# Zooverwaltung



## Maggi_Fox (4. Jan 2022)

Guten Abend ich soll eine Fallstudie zu dem Thema Zooverwaltung schreiben und diese auch programmieren. Leider weiß ich nicht was ich machen soll bis auf dem Punkt, dass ich eine Datenbank aufsetzen muss und diese mit meinem Eclipse verknüpfen muss. ich Hoffe mir kann jemand helfen.


Das ist die Aufgabenstellung:
Es ist eine Anwendung zu entwickeln, die einem Zoo die Verwaltung der Tiere ermöglicht. Tiere unterschiedlicher Arten sollen angelegt werden können. Die Arten sind
frei konfigurierbar. CRDU-Operationen sind über eine Menüstruktur zu ermöglichen. Die Daten sind in einer Datendatei zu persistieren.


----------



## mihe7 (4. Jan 2022)

In der Aufgabenstellung steht nichts von Datenbank (und das Verknüpfen mit Eclipse wäre sowieso unnötig). 
Persistenz und UI kommen am Schluss.
Überlege erstmal, welche Klassen Du benötigst, wie sich die Objekte sinnvoll beschreiben lassen, wie sie zusammenspielen.


----------



## Maggi_Fox (4. Jan 2022)

mihe7 hat gesagt.:


> In der Aufgabenstellung steht nichts von Datenbank (und das Verknüpfen mit Eclipse wäre sowieso unnötig).
> Persistenz und UI kommen am Schluss.
> Überlege erstmal, welche Klassen Du benötigst, wie sich die Objekte sinnvoll beschreiben lassen, wie sie zusammenspielen.


hey danke schonmal für die Antwort, was sind UI und persistent eigentlich ? aber wenn ich Tiere anlege muss ich die doch in einer Datenbank haben oder nicht ? bedeutet das ich könnte alles im Code in eclipse machen ohne jegliche Datenbank mit meinen Klassen ( säugetier, etc.)?


----------



## mihe7 (4. Jan 2022)

UI = User Interface = Benutzeroberfläche.
Persistenz = Dauerhaftigkeit, hier also das dauerhafte Speichern, damit die Daten auch das Programmende "überleben".

In der Aufgabenstellung steht, dass die Tiere in einer (Daten-)Datei gespeichert werden sollen.
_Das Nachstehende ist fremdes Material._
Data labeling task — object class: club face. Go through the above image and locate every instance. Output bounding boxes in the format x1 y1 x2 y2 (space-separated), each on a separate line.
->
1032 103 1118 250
Wenn Du Dich also nicht vertippt hast, kannst Du die Tiere einfach der Reihe nach in eine Datei schreiben. Wie bereits geschrieben: das ist nicht das vorrangige Problem.



Maggi_Fox hat gesagt.:


> bedeutet das ich könnte alles im Code in eclipse machen ohne jegliche Datenbank mit meinen Klassen ( säugetier, etc.)?


Ja, klar. Eclipse ist "nur" eine IDE. Die hilft natürlich ungemein aber prinzipiell kannst Du in Java auch alles in einem einfachen Texteditor schreiben und per Hand übersetzen (das mache ich z. B. fürs Forum so).


----------



## Maggi_Fox (16. Jan 2022)

Nochmal eine frage zu der Zooverwaltung wie soll ich da ein Ablaufdiagramm aufbauen ? irgendwelche tipps ?


----------



## Maggi_Fox (16. Jan 2022)

Maggi_Fox hat gesagt.:


> Nochmal eine frage zu der Zooverwaltung wie soll ich da ein Ablaufdiagramm aufbauen ? irgendwelche tipps ?


und was genau bedeutet "CRDU-Operationen sind über eine Menüstruktur zu ermöglichen"


----------



## Jw456 (16. Jan 2022)

CRUD: die Basis der Datenverwaltung
					

CRUD-Operationen ermöglichen die Verwaltung von Datenbanksystemen, weshalb sie bei der Entwicklung diverser Anwendungen unverzichtbar sind.




					www.ionos.de


----------



## temi (16. Jan 2022)

mihe7 hat gesagt.:


> UI = User Interface = Benutzeroberfläche.


Etwas genauer wäre hier "Benutzerschnittstelle". Diese könnte z. B.  auch ganz einfach über die Konsole erfolgen, etwa sogar als Aufrufparameter. Eine "Unterart" wäre dann die GUI, was eine grafische Benutzerschnittstelle (die üblicherweise sog. Benutzeroberfläche) darstellt.


----------